Do you need dividend income? Do you need it weekly? If so, today’s debut of the SoFi Weekly Dividend ETF (WKLY) could fit the bill.

This new product from Social Finance Inc., a San Francisco-based online lender and personal finance site better known as SoFI, tracks an index of large- and mid-cap companies in the U.S. and in overseas developed nations that meet criteria for dividend sustainability. Those criteria include paying regular dividends during the past 12 months and being forecasted to do so for the next 12 months, along with meeting payout ratio requirements.

The underlying SoFi Sustainable Dividend Index is weighted on a free-float market capitalization basis, with individual holdings capped at 5% of the portfolio at each quarterly rebalancing. The fund’s expense ratio is 0.49%.

If things go according to plan, the WKLY fund will make cash distributions every Thursday. No information was provided about the size of the weekly payout or the annualized yield investors can expect.

The SoFi Weekly Dividend ETF is marketed as the first equity ETF making weekly dividend payments. It’s the equity version of its sibling SoFi Weekly Income ETF (TGIF), an actively managed fund that launched last October to provide weekly income by investing in investment-grade and high-yield fixed-income securities. Those payouts have occurred every Friday at a rate of 0.05%, which would equate to 2.6% on an annual basis.

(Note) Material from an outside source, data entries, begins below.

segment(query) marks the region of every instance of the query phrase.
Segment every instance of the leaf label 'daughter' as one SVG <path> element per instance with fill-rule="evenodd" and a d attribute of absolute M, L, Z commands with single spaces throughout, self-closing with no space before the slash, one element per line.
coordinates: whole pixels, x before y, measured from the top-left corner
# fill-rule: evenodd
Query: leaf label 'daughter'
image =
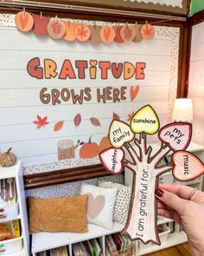
<path fill-rule="evenodd" d="M 119 148 L 125 142 L 130 142 L 134 139 L 134 134 L 128 124 L 122 121 L 113 120 L 109 129 L 109 139 L 112 146 Z"/>
<path fill-rule="evenodd" d="M 185 150 L 190 143 L 192 125 L 188 122 L 172 122 L 159 131 L 159 139 L 169 145 L 171 150 Z"/>
<path fill-rule="evenodd" d="M 131 130 L 136 134 L 154 135 L 159 129 L 159 119 L 155 110 L 146 105 L 136 112 L 131 121 Z"/>

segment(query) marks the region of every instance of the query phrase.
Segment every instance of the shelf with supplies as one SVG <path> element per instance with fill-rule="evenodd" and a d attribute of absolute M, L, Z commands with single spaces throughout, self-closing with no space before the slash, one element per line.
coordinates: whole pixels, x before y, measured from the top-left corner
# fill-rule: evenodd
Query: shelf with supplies
<path fill-rule="evenodd" d="M 150 145 L 152 147 L 152 154 L 154 154 L 156 152 L 157 152 L 161 147 L 161 143 L 152 143 Z M 136 151 L 137 148 L 135 148 Z M 204 146 L 199 145 L 194 142 L 191 142 L 187 148 L 187 151 L 193 153 L 195 154 L 197 157 L 199 157 L 202 161 L 204 161 Z M 168 154 L 166 157 L 166 161 L 171 161 L 171 155 L 172 155 L 172 151 Z M 126 170 L 124 171 L 124 180 L 125 180 L 125 185 L 127 186 L 131 186 L 132 183 L 132 178 L 133 174 L 131 171 Z M 196 179 L 188 181 L 188 182 L 180 182 L 174 179 L 172 175 L 171 171 L 168 171 L 167 173 L 163 174 L 159 177 L 159 183 L 169 183 L 169 184 L 182 184 L 182 185 L 187 185 L 190 186 L 192 187 L 196 187 L 200 190 L 203 190 L 203 176 L 197 177 Z M 179 227 L 177 224 L 175 224 L 173 220 L 167 219 L 164 217 L 158 217 L 157 220 L 157 225 L 166 225 L 171 226 L 171 225 L 176 225 L 176 232 L 173 232 L 172 230 L 168 231 L 164 230 L 163 231 L 163 237 L 164 240 L 160 237 L 161 240 L 161 246 L 156 246 L 152 243 L 149 243 L 147 245 L 143 245 L 141 241 L 135 241 L 135 247 L 136 247 L 136 253 L 135 255 L 144 255 L 147 253 L 150 253 L 156 251 L 163 250 L 167 247 L 174 246 L 175 245 L 179 245 L 184 242 L 188 241 L 187 235 L 183 231 L 179 232 Z"/>
<path fill-rule="evenodd" d="M 0 167 L 0 254 L 29 256 L 29 233 L 21 162 Z"/>

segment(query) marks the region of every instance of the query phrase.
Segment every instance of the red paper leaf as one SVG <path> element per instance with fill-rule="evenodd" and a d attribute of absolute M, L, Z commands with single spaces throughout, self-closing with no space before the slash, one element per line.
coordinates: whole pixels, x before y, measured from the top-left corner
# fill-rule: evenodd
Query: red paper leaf
<path fill-rule="evenodd" d="M 39 129 L 42 127 L 45 128 L 45 126 L 48 124 L 48 121 L 47 119 L 48 119 L 48 116 L 41 118 L 40 115 L 37 115 L 37 120 L 35 120 L 33 122 L 37 125 L 37 128 Z"/>
<path fill-rule="evenodd" d="M 92 117 L 92 118 L 90 118 L 90 121 L 91 121 L 92 125 L 100 126 L 100 121 L 99 121 L 99 120 L 98 118 Z"/>
<path fill-rule="evenodd" d="M 64 121 L 58 121 L 57 123 L 55 123 L 54 127 L 54 132 L 60 131 L 62 128 L 63 125 L 64 125 Z"/>
<path fill-rule="evenodd" d="M 131 100 L 133 102 L 139 92 L 139 86 L 131 86 L 130 89 Z"/>
<path fill-rule="evenodd" d="M 78 127 L 81 122 L 81 115 L 80 114 L 77 114 L 77 115 L 73 119 L 73 122 L 75 127 Z"/>

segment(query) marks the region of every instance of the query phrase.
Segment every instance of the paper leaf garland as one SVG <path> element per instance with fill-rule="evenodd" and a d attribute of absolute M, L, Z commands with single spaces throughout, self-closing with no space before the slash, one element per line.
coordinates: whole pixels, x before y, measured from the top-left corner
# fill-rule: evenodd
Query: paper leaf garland
<path fill-rule="evenodd" d="M 172 122 L 159 131 L 159 139 L 169 145 L 173 151 L 188 148 L 192 135 L 192 125 L 188 122 Z"/>
<path fill-rule="evenodd" d="M 141 28 L 141 35 L 143 39 L 150 40 L 155 36 L 155 29 L 150 24 L 144 24 Z"/>
<path fill-rule="evenodd" d="M 116 36 L 115 36 L 115 38 L 114 38 L 114 41 L 118 43 L 124 43 L 124 39 L 121 37 L 120 36 L 120 30 L 123 27 L 122 26 L 116 26 L 116 27 L 113 27 L 113 30 L 115 30 L 116 32 Z"/>
<path fill-rule="evenodd" d="M 154 135 L 159 129 L 159 119 L 155 110 L 146 105 L 136 112 L 131 121 L 131 130 L 136 134 Z"/>
<path fill-rule="evenodd" d="M 188 181 L 204 174 L 204 165 L 193 154 L 177 151 L 173 154 L 173 175 L 180 181 Z"/>
<path fill-rule="evenodd" d="M 115 30 L 112 27 L 102 27 L 100 29 L 101 41 L 105 43 L 112 43 L 116 36 Z"/>
<path fill-rule="evenodd" d="M 120 36 L 124 42 L 131 42 L 136 36 L 134 27 L 124 25 L 120 30 Z"/>
<path fill-rule="evenodd" d="M 107 171 L 113 174 L 123 171 L 124 150 L 121 148 L 107 148 L 99 154 L 100 161 Z"/>
<path fill-rule="evenodd" d="M 67 22 L 63 22 L 63 23 L 65 25 L 65 34 L 64 34 L 63 39 L 68 42 L 73 42 L 76 40 L 75 29 L 77 26 L 77 23 L 67 23 Z"/>
<path fill-rule="evenodd" d="M 79 24 L 75 29 L 75 36 L 77 40 L 85 42 L 89 39 L 91 36 L 91 30 L 88 26 L 85 24 Z"/>
<path fill-rule="evenodd" d="M 33 14 L 34 28 L 33 31 L 37 36 L 48 35 L 48 25 L 49 18 L 47 16 L 41 16 L 40 15 Z"/>
<path fill-rule="evenodd" d="M 119 148 L 125 142 L 134 139 L 134 134 L 128 124 L 122 121 L 113 120 L 109 129 L 110 142 L 113 148 Z"/>
<path fill-rule="evenodd" d="M 55 19 L 48 23 L 48 30 L 52 38 L 60 39 L 65 34 L 65 25 L 61 21 Z"/>
<path fill-rule="evenodd" d="M 20 31 L 28 32 L 33 28 L 34 19 L 29 12 L 20 11 L 15 16 L 15 23 Z"/>

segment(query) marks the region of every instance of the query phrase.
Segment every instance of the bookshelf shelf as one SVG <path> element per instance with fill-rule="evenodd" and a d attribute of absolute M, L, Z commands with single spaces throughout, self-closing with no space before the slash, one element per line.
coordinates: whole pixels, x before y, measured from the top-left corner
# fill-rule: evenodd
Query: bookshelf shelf
<path fill-rule="evenodd" d="M 10 167 L 0 167 L 0 180 L 10 178 L 15 179 L 19 213 L 16 218 L 10 218 L 9 220 L 7 219 L 5 221 L 1 221 L 0 225 L 4 222 L 20 220 L 22 236 L 16 239 L 1 241 L 0 244 L 6 248 L 6 251 L 3 253 L 3 255 L 5 256 L 29 256 L 29 233 L 20 161 L 18 161 L 15 166 Z M 2 207 L 3 208 L 3 206 L 2 206 Z M 15 250 L 16 252 L 14 252 Z"/>
<path fill-rule="evenodd" d="M 32 253 L 43 252 L 63 246 L 72 245 L 93 238 L 105 237 L 105 235 L 122 231 L 124 225 L 114 222 L 112 230 L 105 229 L 102 226 L 88 224 L 88 233 L 47 233 L 41 232 L 32 235 Z"/>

The TGIF product is managed by fixed-income shop Income Research + Management. It seeks to mitigate interest rate risk relative to longer-dated bonds by investing in securities with a duration of less than three years. The fund’s net expense ratio is 0.59%.

SoFi made a splash in April 2019 when it launched two funds with zero fees. The SoFi Select 500 ETF (SFY) and SoFi Next 500 ETF (SFYX) both have gross expense ratios of 0.19%, but those management fees are waived until at least June 30, 2021, meaning the net expense ratios remain at zero.

All told, SoFi has six ETFs with roughly $328 million in assets under management.